Fort Lauderdale, USA, February 11, 2017 - When Brazil’s top men’s team bowed out before reaching the final four of the Fort Lauderdale Major, it could have been easy to think that the volleyball-mad country would not have much to celebrate on the final day.
Look out, world. Here comes the next generation.
Hours after two young and new teams dispatched their American rivals in the semifinals, Centre Court became a celebration of the verde-amarelu-azul (green-yellow-blue) and when the sand settled, it was Alvaro Filho and Saymon Barbosa who took the top prize with a 2-0 (21-15, 21-17) victory over compatriots Evandro Gonçalves and Andre Loyola to capture their first FIVB World Tour gold medal as a team.
You couldn’t wipe the smiles off the faces of Alvaro, 26, and Saymon, 23 as they celebrated on the court, hugging practically anyone they could find. It was the third title for Alvaro and the second for Saymon.
“The happiness we showed inside the court was the most important thing for us,” Saymon said. “We are a new team for only a few months and we still have a lot to improve but it’s good to know our hard work is paying off.”

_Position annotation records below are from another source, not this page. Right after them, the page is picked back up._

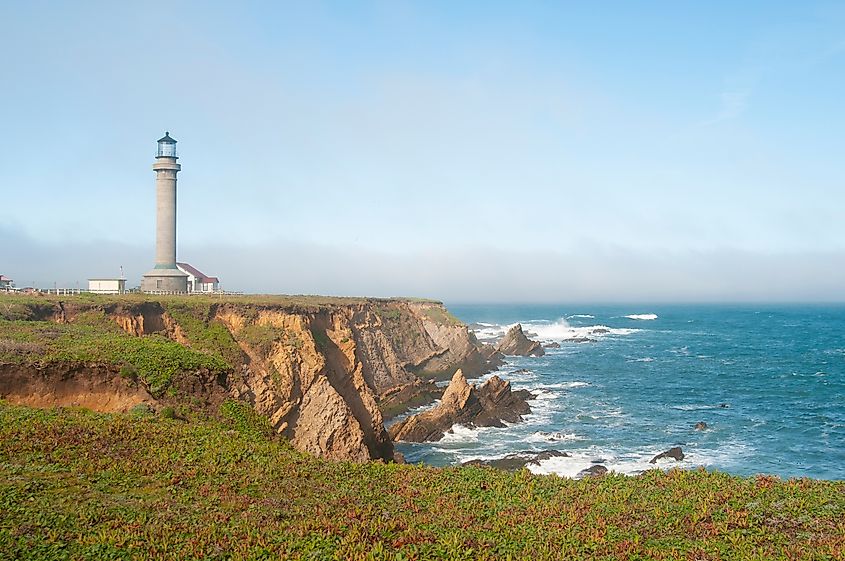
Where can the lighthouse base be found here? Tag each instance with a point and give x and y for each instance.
(159, 281)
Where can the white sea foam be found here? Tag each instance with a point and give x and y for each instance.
(461, 434)
(543, 436)
(633, 462)
(544, 330)
(697, 407)
(563, 385)
(642, 316)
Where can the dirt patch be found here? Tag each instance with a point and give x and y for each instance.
(94, 387)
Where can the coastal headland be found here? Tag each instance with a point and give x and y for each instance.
(252, 427)
(324, 371)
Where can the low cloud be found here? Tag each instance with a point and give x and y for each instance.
(481, 274)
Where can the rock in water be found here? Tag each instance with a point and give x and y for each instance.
(518, 460)
(592, 471)
(516, 343)
(486, 406)
(500, 403)
(675, 453)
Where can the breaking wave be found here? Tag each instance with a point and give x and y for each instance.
(642, 316)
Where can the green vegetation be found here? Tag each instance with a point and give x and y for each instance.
(441, 315)
(264, 337)
(293, 303)
(210, 337)
(153, 358)
(76, 485)
(244, 419)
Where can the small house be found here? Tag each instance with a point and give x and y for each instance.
(107, 286)
(199, 281)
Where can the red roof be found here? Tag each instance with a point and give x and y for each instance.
(197, 273)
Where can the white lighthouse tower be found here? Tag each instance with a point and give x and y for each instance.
(165, 277)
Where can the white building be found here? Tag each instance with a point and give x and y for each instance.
(107, 286)
(199, 281)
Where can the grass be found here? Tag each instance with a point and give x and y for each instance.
(153, 358)
(77, 485)
(12, 305)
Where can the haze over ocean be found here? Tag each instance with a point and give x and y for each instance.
(769, 381)
(491, 151)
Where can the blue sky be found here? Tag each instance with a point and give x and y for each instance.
(462, 150)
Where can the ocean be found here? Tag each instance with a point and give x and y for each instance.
(768, 380)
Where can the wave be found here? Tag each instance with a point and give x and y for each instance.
(642, 316)
(545, 330)
(699, 407)
(634, 462)
(562, 385)
(543, 436)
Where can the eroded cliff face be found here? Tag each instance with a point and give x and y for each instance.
(319, 374)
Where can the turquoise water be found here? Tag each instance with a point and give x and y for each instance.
(769, 381)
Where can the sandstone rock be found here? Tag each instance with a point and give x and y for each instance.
(516, 343)
(580, 340)
(592, 471)
(500, 403)
(488, 405)
(674, 453)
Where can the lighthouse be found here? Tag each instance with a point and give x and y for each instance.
(165, 276)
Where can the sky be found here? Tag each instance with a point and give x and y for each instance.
(465, 151)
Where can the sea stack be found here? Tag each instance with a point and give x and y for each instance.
(165, 276)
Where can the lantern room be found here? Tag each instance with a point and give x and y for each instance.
(166, 147)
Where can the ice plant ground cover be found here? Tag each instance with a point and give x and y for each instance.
(79, 485)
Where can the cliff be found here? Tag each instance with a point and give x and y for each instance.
(319, 369)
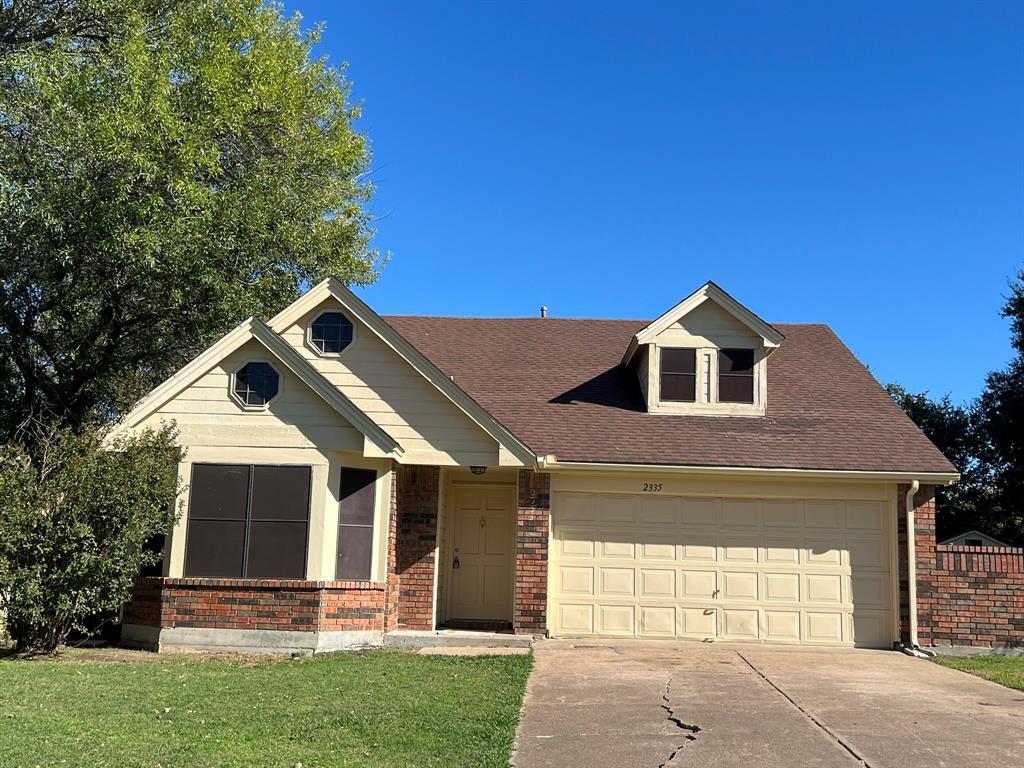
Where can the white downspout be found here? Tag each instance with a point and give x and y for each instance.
(911, 567)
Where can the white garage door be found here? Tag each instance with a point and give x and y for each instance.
(794, 570)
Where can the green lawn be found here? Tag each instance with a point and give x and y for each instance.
(376, 709)
(1008, 671)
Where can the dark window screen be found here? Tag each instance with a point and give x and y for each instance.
(248, 521)
(735, 376)
(331, 333)
(679, 375)
(355, 528)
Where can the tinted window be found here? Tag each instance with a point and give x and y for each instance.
(679, 375)
(257, 383)
(248, 521)
(331, 333)
(355, 528)
(735, 376)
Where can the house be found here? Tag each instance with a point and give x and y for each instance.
(973, 539)
(705, 475)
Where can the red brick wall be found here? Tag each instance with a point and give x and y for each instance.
(532, 521)
(257, 604)
(966, 595)
(416, 541)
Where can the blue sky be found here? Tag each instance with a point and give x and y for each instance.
(855, 164)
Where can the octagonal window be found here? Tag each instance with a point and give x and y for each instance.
(331, 333)
(256, 384)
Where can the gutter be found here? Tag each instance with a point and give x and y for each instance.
(550, 463)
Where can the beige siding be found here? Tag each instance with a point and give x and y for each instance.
(783, 562)
(709, 326)
(207, 415)
(429, 427)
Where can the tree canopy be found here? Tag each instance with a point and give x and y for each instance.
(167, 169)
(984, 440)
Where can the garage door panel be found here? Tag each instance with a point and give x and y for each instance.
(782, 626)
(696, 549)
(655, 551)
(824, 628)
(782, 587)
(823, 588)
(778, 570)
(657, 621)
(739, 586)
(740, 624)
(698, 584)
(698, 623)
(656, 583)
(576, 580)
(616, 582)
(782, 551)
(576, 619)
(616, 620)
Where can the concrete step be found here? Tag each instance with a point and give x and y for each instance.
(456, 639)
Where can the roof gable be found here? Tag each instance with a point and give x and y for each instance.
(333, 288)
(769, 335)
(254, 329)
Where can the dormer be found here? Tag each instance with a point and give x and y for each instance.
(706, 356)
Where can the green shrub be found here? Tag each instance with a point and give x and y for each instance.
(75, 517)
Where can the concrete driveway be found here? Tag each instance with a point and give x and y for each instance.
(630, 704)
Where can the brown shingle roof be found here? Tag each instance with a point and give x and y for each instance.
(558, 386)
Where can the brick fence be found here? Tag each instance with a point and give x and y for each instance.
(968, 596)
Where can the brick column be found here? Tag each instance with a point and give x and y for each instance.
(532, 521)
(411, 554)
(924, 517)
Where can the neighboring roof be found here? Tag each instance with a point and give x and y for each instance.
(334, 288)
(258, 330)
(975, 532)
(558, 385)
(708, 292)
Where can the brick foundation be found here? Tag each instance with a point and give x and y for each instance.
(294, 605)
(967, 596)
(532, 521)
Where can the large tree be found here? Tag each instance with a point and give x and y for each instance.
(984, 440)
(166, 170)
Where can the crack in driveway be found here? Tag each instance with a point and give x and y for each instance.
(824, 728)
(670, 713)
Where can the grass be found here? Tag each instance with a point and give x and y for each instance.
(1008, 671)
(378, 709)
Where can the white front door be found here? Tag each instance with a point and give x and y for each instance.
(481, 558)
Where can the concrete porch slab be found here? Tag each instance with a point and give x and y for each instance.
(456, 639)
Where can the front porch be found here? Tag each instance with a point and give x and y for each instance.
(463, 552)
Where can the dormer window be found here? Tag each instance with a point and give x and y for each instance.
(735, 376)
(679, 375)
(256, 384)
(331, 333)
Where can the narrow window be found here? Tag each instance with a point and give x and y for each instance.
(679, 375)
(355, 524)
(256, 384)
(735, 376)
(248, 521)
(331, 333)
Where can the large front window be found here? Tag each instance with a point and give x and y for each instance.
(248, 521)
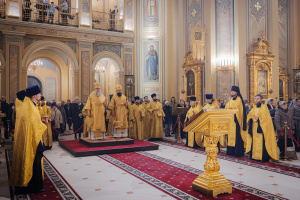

Saymon had seven blocks, they each threw in an ace and they navigated the minefield that Evandro’s serving can present. Alvaro, the recipient of most of those serves, put away 18 kills to help offset Evandro’s five aces.
“They served well today but Saymon helped me a lot with the set and this was the difference because they chose to serve me,” Alvaro said. “I made some mistakes but Saymon all the time was correcting my pass, so this was the difference. We played together as a team and he helped me a lot.”
It was the second time during the tournament that Alvaro/Saymon topped their compatriots. They scored a 2-0 (21-18, 21-17) victory during pool play earlier in the week. They never trailed in the championship match.
With the win in the first event of the FIVB World Tour, Alvaro/Saymon could be considered the world’s hottest team. On the Brazilian domestic tour, they’ve reached the final in five of the six events with two gold medals, three silvers and one bronze. Ironically, they have yet to face Evandro/Andre in Brazil.
“We’ll definitely get back to the sand more motivated,” Saymon said. “Next week we will play for the national tour so we can’t stop working. We want to work as hard as possible to be one of the best teams in the world.”
Evandro/Andre advanced to the final with a 2-0 (21-16, 21-19) win over top-seeded Phil Dalhausser and Nick Lucena, a day after the Americans topped Olympic gold medallists Bruno Oscar Schmidt and Alison Cerutti of Brazil.
Yet the future looks just as bright for Evandro, 26, and Andre, 22. Evandro went to the Olympics with Pedro Solberg, then they parted ways.
“I’m not happy it was a silver medal but at the same time, I’m happy because we didn’t know if we would be able to be here because I injured my shoulder,” Evandro said. “So coming here and winning silver is good for us.
Evandro (right) and Saymon compete at the Swatch Major Series net.
“We have a lot to improve. This is our first tournament here and we’ll take it step by step as we did here and made it to the finals here so if we keep consistently improving we’ll get to where we want.”
Alvaro/Saymon reached the final with a 2-0 (21-16, 21-9) win over John Hyden and Ryan Doherty of the United States. The Brazilians benefited from searing conditions inside the stadium, which caused Doherty to falter late in the first set.
The Fort Lauderdale Major podium - Evandro, Andre, Saymon, Alvaro, Lucena & Dalhausser
In the bronze medal match, Hyden/Doherty started fast but Dalhausser/Lucena outlasted their compatriots for a 2-1 (14-21, 21-13, 15-10) victory.
“I didn’t have to do much but set and serve a couple balls,” Dalhausser said. “Nick did all the work. Our plan was to tire out Ryan and it worked. It was hot on the court.
“It’s a little bittersweet. It’s nice to finish the tournament with a win, but I’d rather finish with gold rather than bronze.”
“Obviously we’re disappointed but it could have been a lot worse,” Lucena said. “We only had about 3 1/2 weeks of practice. We kind of relied on our experience and I’ll take a third any day on 3 1/2 weeks practice.”
Since Doherty was a last-minute replacement for an injured Tri Bourne, the other Americans had only about an hour of practice before they stepped on the court together for the first time.
“We put it together pretty quick,” Hyden said. “I thought we could play well and getting to the semis, that’s pretty big. I’m always thinking I can get there and with Ryan, he played so well we were able to do it.”